Monday, July 19, 2004

Tell Me, More, Tell Me More… My Feelings About Michael Moore

I stand on the dividing line. I respect what he has done and how he has played the game. He is no saint but he does get people talking and thinking about facts and concepts.

The only way to know the truth is to be able to gather the lies, rumors, parables and truth and then begin to compare and contrast. Moore’s movie provides a conversation point for that process.

Come to think of it - that would be grounds for sainthood in my book.

I accept the movie for what is – one man’s opinion of the events that had a relationship on September 11, 2001 and subsequent actions. This opinion is based on facts that he and his team have gathered and assembled and then interpreted through his eyes and experience.
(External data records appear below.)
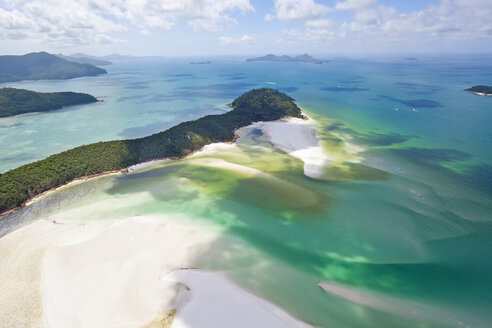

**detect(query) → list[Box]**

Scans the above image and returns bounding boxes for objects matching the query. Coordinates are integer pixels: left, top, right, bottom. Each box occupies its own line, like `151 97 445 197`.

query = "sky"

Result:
0 0 491 56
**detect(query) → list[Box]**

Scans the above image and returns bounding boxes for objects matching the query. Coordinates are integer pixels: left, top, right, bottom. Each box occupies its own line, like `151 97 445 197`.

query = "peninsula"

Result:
0 88 98 118
465 85 492 96
246 53 327 64
0 52 107 83
0 88 303 214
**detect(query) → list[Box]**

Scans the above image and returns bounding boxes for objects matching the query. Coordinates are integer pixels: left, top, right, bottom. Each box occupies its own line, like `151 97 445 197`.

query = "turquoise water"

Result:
1 55 492 327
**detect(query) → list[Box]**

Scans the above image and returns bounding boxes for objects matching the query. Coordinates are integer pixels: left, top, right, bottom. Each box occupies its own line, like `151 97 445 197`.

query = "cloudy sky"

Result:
1 0 491 56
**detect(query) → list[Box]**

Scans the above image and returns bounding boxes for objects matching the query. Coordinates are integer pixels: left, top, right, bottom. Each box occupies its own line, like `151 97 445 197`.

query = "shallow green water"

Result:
1 56 492 327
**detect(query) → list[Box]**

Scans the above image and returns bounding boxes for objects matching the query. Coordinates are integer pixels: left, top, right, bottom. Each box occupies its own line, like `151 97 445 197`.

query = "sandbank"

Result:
246 116 330 178
166 269 312 328
42 216 220 328
40 216 311 328
0 219 89 327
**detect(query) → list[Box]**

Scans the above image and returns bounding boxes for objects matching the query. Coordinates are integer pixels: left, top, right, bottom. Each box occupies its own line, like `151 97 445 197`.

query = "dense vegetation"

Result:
465 85 492 95
0 88 98 117
0 52 107 83
0 88 303 214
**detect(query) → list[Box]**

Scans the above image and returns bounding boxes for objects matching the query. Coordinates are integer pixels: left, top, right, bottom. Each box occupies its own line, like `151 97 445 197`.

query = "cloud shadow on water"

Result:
378 95 443 108
326 122 412 147
393 82 442 95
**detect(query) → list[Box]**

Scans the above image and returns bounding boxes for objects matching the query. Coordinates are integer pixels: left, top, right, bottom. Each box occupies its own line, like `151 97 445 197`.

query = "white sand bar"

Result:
41 216 311 328
42 216 221 328
247 117 330 178
0 220 79 328
166 270 312 328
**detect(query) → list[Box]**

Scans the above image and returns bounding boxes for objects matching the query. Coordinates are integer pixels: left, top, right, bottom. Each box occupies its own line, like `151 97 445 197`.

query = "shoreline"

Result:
0 140 238 218
0 110 319 218
0 169 126 218
465 89 492 96
3 139 241 216
0 88 303 216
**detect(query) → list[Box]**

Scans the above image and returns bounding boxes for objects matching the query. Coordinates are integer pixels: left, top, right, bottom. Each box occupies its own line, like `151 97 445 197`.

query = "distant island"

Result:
0 88 303 214
0 52 107 83
57 53 112 66
0 88 98 118
465 85 492 96
246 53 327 64
190 61 211 65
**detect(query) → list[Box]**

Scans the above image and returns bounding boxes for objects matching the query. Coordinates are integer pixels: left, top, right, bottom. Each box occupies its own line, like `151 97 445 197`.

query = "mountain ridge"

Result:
0 52 107 83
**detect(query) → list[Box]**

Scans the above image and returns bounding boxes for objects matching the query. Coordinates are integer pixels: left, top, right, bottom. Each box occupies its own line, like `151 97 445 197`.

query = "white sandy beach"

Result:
166 270 312 328
42 216 220 328
246 117 330 178
0 217 120 327
38 216 311 328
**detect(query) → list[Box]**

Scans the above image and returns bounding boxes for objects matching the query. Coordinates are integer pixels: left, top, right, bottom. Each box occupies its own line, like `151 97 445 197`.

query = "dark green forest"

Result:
0 88 303 213
465 85 492 95
0 88 98 117
0 52 107 83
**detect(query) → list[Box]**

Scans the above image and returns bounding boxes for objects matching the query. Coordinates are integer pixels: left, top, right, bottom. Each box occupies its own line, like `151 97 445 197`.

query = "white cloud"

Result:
0 0 255 47
0 0 126 47
220 34 254 45
268 0 329 20
277 0 492 49
335 0 377 11
305 28 336 42
0 0 491 53
333 0 492 45
282 27 337 43
282 29 303 38
120 0 255 31
306 18 334 28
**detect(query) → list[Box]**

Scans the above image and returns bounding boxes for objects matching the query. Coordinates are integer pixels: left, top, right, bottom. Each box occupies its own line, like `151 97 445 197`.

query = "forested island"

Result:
0 88 303 214
0 52 107 83
465 85 492 96
247 53 327 64
0 88 98 118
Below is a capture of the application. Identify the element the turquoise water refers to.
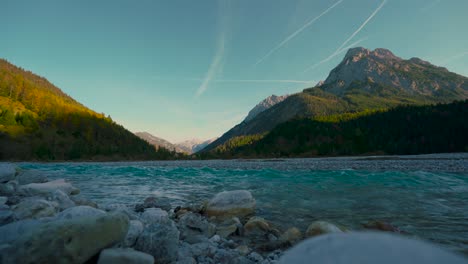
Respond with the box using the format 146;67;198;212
19;159;468;254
Every storyteller, reporter, poet, journalist, photographer, documentarian does the same thing. Can’t help it. There is no absolutely unbiased human being. If we are honest we strive toward the light of truth. But that bright light of fame and success is a heady drink hard to ignore.

I first heard of Michael Moore when he created his first movie – Roger and Me. He was one of 300,000 laid-off workers from General Motors in Flint, Michigan. It financially devastated the city that has yet to recover. He grabbed his camera and started interviewing people who were also given the boot and he tried to interview the head of General Motors, Roger Smith.

Not NY or Hollywood company man, Michael was self-taught. He had a knack for self-promotion and a storytelling narrative. He managed to break past the thousands of graduate school filmmakers and got his film seen and praised. Deservedly so.

The Internet Movie Database has a short biography on Mike at http://www.imdb.com/name/nm0601619/bio and you can also view a list of his work as a producer at
http://www.imdb.com/name/nm0601619/#producer

So I have major respect for him from the get-go. I need to share that with you because it would be dishonest not to inform you of that fact.

I don’t approve of everything he does. Sometime he goes too far, or in the case of Bowling for Columbine, his film about gun control and America’s fascination with weapons, not far enough. He should have mentioned that those kids were on psychiatrists prescribed drugs that might have facilitated their desire to kill fellow students.

He can be overbearing. That is okay. I can choose to listen or not. He can be rude, hypocritical (Mikey, your website is produced and maintained by Canadians – what’s up the that?) and with this level of success he is about due for a bone headed move he is gonna wish in hindsight he hadn’t done.

And yes, he is and presents himself to be a liberal. His movies come from that viewpoint. That seems to be one of the major complaints about him. He is a liberal.

So what? He is not presenting himself as a reporter or journalist (citizen journalist – absolutely but that is kind of a new concept). He is not saying that he does not have an opinion. That is what a documentary is – an opinion or viewpoint on an experience.

If it is okay for Fox News, Rush Limbaugh and conservative talk radio to do it then why is not okay for Michael to do the same? I’m asking?